CornBread Old Fashioned

 
 

Ingredients

  • 1/2 oz honey syrup

  • 3 dashes molasses bitters

  • 2 1/2 oz brown butter-washed Bottled-In-Bond Bourbon

DIRECTIONS

  1. Combine all ingredients in a mixing glass.

  2. Stir with ice for about 20 seconds.

  3. Place a large ice cube in a rocks glass and strain the cocktail over the cube.

  4. Garnish with an expressed orange peel.

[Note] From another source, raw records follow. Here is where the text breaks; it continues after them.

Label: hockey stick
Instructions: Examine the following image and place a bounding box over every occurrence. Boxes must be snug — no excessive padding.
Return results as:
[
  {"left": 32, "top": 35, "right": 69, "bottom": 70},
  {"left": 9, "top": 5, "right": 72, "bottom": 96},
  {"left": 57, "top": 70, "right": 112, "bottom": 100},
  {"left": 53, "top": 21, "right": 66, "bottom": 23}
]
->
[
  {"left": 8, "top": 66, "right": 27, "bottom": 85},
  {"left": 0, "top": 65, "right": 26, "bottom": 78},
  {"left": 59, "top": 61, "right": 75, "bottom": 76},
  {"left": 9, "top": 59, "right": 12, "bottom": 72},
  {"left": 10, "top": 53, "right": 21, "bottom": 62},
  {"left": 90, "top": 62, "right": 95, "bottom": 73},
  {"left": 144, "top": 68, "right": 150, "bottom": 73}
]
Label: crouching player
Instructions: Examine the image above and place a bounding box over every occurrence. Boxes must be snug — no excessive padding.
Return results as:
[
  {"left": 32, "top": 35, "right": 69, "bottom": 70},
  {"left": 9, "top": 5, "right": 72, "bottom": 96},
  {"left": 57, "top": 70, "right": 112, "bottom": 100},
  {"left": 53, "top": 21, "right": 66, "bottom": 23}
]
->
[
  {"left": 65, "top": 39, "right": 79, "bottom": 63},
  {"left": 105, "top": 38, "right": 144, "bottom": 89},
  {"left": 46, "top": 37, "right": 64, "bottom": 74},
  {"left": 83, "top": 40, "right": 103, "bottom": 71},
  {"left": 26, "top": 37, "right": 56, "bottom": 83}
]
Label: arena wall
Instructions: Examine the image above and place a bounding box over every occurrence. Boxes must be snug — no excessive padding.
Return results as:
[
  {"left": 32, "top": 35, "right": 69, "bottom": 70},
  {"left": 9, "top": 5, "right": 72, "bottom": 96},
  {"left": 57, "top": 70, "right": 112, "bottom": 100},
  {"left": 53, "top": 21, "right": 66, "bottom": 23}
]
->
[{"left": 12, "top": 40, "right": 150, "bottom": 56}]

BROWN BUTTER-WASHED BOURBON

  • 2 cups Bottled-In-Bond Bourbon

  • 1 stick of unsalted butter, cut into pads

To brown butter, place pads of butter in a skillet over medium heat and stir to ensure they melt evenly. The butter will foam and the milk solids will start to separate. Continue stirring until the butter turns golden brown and the foaming settles down (about 6 minutes). The milk solids will collect on the bottom of the pan and start to toast, creating a nutty scent. It’s helpful to use a light-colored pan if you haven’t browned butter before. Butter burns quickly, so keep an eye on it. Let cool and transfer to a sealable container. Add the bourbon and lightly shake to ensure it’s well incorporated. Let sit at room temp until the butter solidifies. Skim the fat and strain the whiskey through cheesecloth or a coffee filter to remove excess fats. Transfer to a fresh container and store refrigerated for up to two weeks.

HONEY SYRUP

Combine 2 parts honey to 1 part water in a saucepan over medium heat and stir until the honey incorporates. Cool, transfer to an airtight container, and store refrigerated for up to one month.